A______ a rappelé à B______ ses obligations de confidentialité et de s'abstenir de contacter les clients de celle-ci.

e. Le 11 janvier 2013, A______ a déposé une plainte pénale contre inconnu, complétée courant 2013 puis dirigée contre B______, pour violation du secret de fabrication ou du secret économique, vol, soustraction de données, recel, gestion déloyale, diffamation, calomnie, dénonciation calomnieuse et pour avoir induit la justice en erreur.

Cette procédure a été enregistrée sous le numéro de cause P/1______/2013.

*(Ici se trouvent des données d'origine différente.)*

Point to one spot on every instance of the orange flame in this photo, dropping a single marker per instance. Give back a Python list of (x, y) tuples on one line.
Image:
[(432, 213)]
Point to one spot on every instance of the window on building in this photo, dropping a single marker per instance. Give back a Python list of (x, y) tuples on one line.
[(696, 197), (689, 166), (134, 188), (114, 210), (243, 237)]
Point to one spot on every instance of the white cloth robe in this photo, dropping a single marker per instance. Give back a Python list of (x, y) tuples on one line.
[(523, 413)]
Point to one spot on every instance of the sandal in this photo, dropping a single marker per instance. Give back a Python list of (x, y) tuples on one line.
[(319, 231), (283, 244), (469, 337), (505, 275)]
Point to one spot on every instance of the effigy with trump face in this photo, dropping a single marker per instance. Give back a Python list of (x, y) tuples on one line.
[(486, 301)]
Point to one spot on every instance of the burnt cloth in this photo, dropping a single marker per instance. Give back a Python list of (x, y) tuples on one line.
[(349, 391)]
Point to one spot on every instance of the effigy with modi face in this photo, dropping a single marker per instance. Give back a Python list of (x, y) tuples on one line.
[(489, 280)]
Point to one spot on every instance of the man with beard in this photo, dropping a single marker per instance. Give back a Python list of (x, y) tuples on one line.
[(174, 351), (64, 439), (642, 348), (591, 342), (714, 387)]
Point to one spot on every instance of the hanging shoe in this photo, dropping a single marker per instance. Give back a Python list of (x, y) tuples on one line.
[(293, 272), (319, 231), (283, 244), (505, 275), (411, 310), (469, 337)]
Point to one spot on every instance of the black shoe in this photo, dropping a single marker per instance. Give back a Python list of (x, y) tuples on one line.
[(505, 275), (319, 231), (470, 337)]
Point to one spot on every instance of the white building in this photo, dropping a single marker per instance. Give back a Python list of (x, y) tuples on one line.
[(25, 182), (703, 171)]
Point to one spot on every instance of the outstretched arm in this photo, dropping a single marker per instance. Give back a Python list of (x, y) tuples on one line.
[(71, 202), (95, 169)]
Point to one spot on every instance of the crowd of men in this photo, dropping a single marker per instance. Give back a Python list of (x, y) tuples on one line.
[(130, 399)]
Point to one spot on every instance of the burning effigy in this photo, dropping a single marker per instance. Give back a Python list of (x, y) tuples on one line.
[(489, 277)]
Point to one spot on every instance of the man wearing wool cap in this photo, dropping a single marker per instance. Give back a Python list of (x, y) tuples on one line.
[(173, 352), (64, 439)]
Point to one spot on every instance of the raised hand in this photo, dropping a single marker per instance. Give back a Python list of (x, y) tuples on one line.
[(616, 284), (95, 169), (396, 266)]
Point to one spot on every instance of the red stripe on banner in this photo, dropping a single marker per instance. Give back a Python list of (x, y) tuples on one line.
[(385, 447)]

f. Par courrier du 4 avril 2013, le conseil de B______ a adressé à A______ une copie de sa correspondance du jour même adressée à Me J______, avocat au sein de l'Etude D______, dont la teneur était la suivante: "mon client me transmet les courriers que vous lui avez expédiés à l'adresse de [A______], certains depuis 2012 déjà. Il n'en avait pas pris connaissance avant que vous les lui acheminez à son domicile privé, [A______] n'ayant pas jugé utile de l'informer de ces correspondances, quand bien même ces dernières le mettaient en cause personnellement. [ ] il est temps pour [B______] de vous fournir toutes explications utiles, tant sur l'absence de responsabilité de sa part quant à la situation que vous décrivez - soit la gestion du I______ -, que sur la diligence et les scrupules qui ont été les siens et qui, en fin de compte, lui ont couté son poste de travail. Je vous propose dès lors de nous rencontrer".

g. Par requête de mesures superprovisionnelles et provisionnelles du 18 avril 2013, A______ a saisi le Tribunal des prud'hommes afin qu'il soit fait interdiction à B______ de communiquer à tout tiers tout document, information ou opinion, directement ou indirectement en lien avec son travail pour elle, en particulier à l'Etude D______ et/ou Me J______.

Par décisions des 19 avril et 4 juillet 2013, le Tribunal a fait droit à la requête susmentionnée.

h.a Par acte déposé le 19 août 2013 au greffe du Tribunal, après l'échec de conciliation, B______ a assigné A______ en paiement de la somme de 108'450 fr., avec intérêts à 5% dès le 30 avril 2013, à titre de dommage pour licenciement abusif. Il a également requis l'établissement d'un certificat de travail conforme au poste occupé et à la qualité objective de son travail.

Cette procédure a été inscrite sous le numéro de cause C/6479/2013.

B______ a, en substance, allégué que A______ l'avait licencié pour un faux motif. Dès septembre 2011, il avait fait part à celle-ci de ses inquiétudes s'agissant de la gestion du I______, les fonds ayant "changé d'ayant droit par le truchement d'une construction juridique mise en place par [A______] à des fins étrangères aux intérêts des ayants droits". Ses inquiétudes s'étaient confirmées lorsque l'Etude parisienne C______, mandatée par les réels bénéficiaires dudit trust, l'avait contacté, ainsi que A______. Une rencontre avait eu lieu entre lui, l'Etude précitée et Me J______, lors de laquelle il avait fourni toutes les explications utiles sur l'absence d'acte de sa part dans la gestion du I______. Ces derniers l'avaient alors assuré qu'il ne serait pas inquiété par les dénonciations pénales qui allaient être déposées pour blanchiment d'argent, gestion déloyale et abus de confiance en relation avec la gestion dudit trust. Ces dénonciations pénales avaient conduit à l'ouverture de la procédure pénale P/2______/2013.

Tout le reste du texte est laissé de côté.